To me, a measure (and anything that it induces) should be in the spirit of measurable sets, and not be restricted to differential manifolds. The Lebesgue measure $\mu$ in $\mathbb{R}^3$ gives us the volume of the unit ball as $\frac{4}{3}\pi$; shouldn't $\mu$ induce a measure on $\mathbb{S}^2$, to give us $4\pi$ surface area? And whatever method we choose, shouldn't it apply to abstract measures as well, not just Lebesgue measure?
Solution 1:
The word "induced" does not always refer to "a subset inheriting some sort of property from a larger set it belongs to". It also refers to one kind of structure defining another kind of structure on the same set. Examples:
- norm induced by an inner product
- metric induced by a norm
- topology induced by a metric
All of these can refer to the same underlying set, e.g. $\mathbb{R}^n$.
In the context of your quote at the beginning, I would interpret "induced" as in
measure induced by Riemannian metric [by means of the volume form].
Here is a usage example from MathOverflow.
But if you want to induce the measure on $S^2$ coming from the ambient space $\mathbb{R}^3$, I can suggest some approaches:
Consider the Hausdorff measure $\mathcal H^2$ on $\mathbb{R}^3$. Its restriction to $S^2$ is the surface measure.
Given $A\subset S^2$, define the [upper] Minkowski content of $A$ as $$m^*(A) = \limsup_{r\to 0} \frac{\mu(A_r)}{2r}\quad \text{where } A_r=\{x\in\mathbb{R}^3 : \operatorname{dist} (x,A)\le r\} $$ For nice sets this is the same as surface area; unfortunately for uglier sets countable additivity fails. Also, the $\limsup$ and $\liminf$ are different in general.

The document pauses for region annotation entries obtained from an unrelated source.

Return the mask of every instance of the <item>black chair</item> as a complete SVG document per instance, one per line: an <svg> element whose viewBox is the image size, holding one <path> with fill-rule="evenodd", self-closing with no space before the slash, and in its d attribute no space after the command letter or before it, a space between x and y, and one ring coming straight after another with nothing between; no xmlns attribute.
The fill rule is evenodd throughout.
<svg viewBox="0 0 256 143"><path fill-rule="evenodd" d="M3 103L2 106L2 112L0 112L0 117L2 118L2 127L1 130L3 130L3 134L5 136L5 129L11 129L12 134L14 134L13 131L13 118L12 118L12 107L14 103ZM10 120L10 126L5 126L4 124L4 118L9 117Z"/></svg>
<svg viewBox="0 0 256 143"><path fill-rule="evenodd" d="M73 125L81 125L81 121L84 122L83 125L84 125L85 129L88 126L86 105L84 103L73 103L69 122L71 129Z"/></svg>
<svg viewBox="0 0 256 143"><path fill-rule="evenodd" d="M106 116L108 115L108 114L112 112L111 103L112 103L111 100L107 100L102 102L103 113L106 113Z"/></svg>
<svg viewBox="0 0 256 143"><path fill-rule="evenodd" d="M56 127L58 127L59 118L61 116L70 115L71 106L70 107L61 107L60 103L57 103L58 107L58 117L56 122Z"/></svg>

Fix the subadditivity issue in #2 by defining the [upper] packing measure of $A$ as $$\inf\left\{ \sum_{j\in\mathbb{N}} m^*(A_j) : \bigcup_{j\in\mathbb{N}} A_j = A\right\}$$ This is an ugly definition, but it has countable sub-additivity built-in. Since the resulting measure is invariant under isometries of $S^2$, it is in fact the surface area.